I was, more or less, an adult in the early 1990s and many of my adult personality traits had clicked into place – for example, my pathological aversion to filth and clutter. Other traits, however, had remained intact since childhood – like my severe allergy to mold.

To put it another way, cleaning out that basement was hell. By the end of the day, I was filthy, sneezing, coughing, wheezing, sweating, bleeding, and discovering new and exciting uses for the F-word. My fondness for my grandparents — which was never all that fond to begin with — easily devolved into a sweaty, squinty-eyed hatred.

Oh, how I hated, hated, hated them – and unlike Grandma’s hatred for Mom, I knew exactly where my hate came from. Why would anyone hang on to so much worthless crap? What kind of monsters would subject their own grandchild to such an exhausting, moist, mold-encrusted torture?
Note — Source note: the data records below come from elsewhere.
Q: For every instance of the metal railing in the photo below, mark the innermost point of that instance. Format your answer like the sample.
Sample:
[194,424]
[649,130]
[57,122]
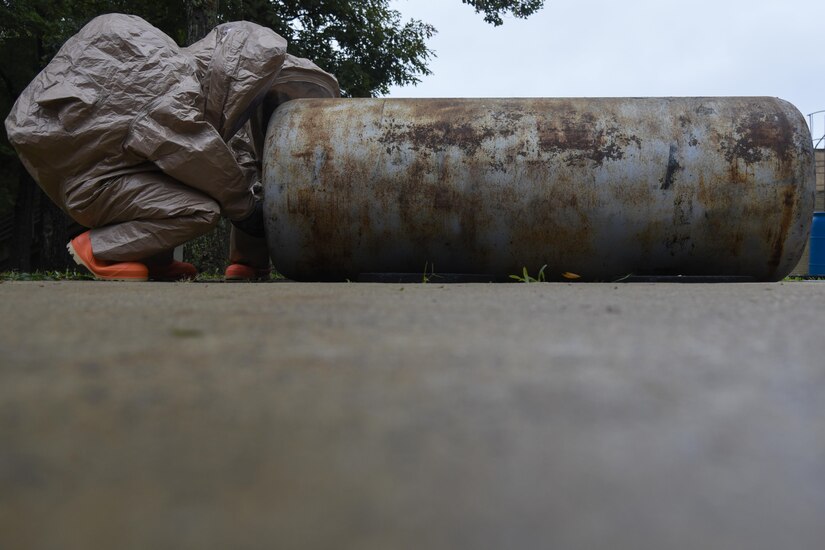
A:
[818,141]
I’m much older now. The hate is gone. My views toward my grandparents have mellowed considerably. More importantly, that terrible basement cleaning experience has turned me into a wiser man.

The other day, as I sat on my bed reading, my son entered the room and started rooting through my end table drawers.

“What are you looking for?” I asked.

“Oh, nothing. Just looking.”

So I read and he rummaged. After about ten minutes he slammed the last drawer shut and expelled a little, disappointed sigh.

“What’s the matter?”

“You don’t have interesting junk,” he said.

“You bet your butt, I don’t,” I said with pride. “And someday you’re gonna thank me.”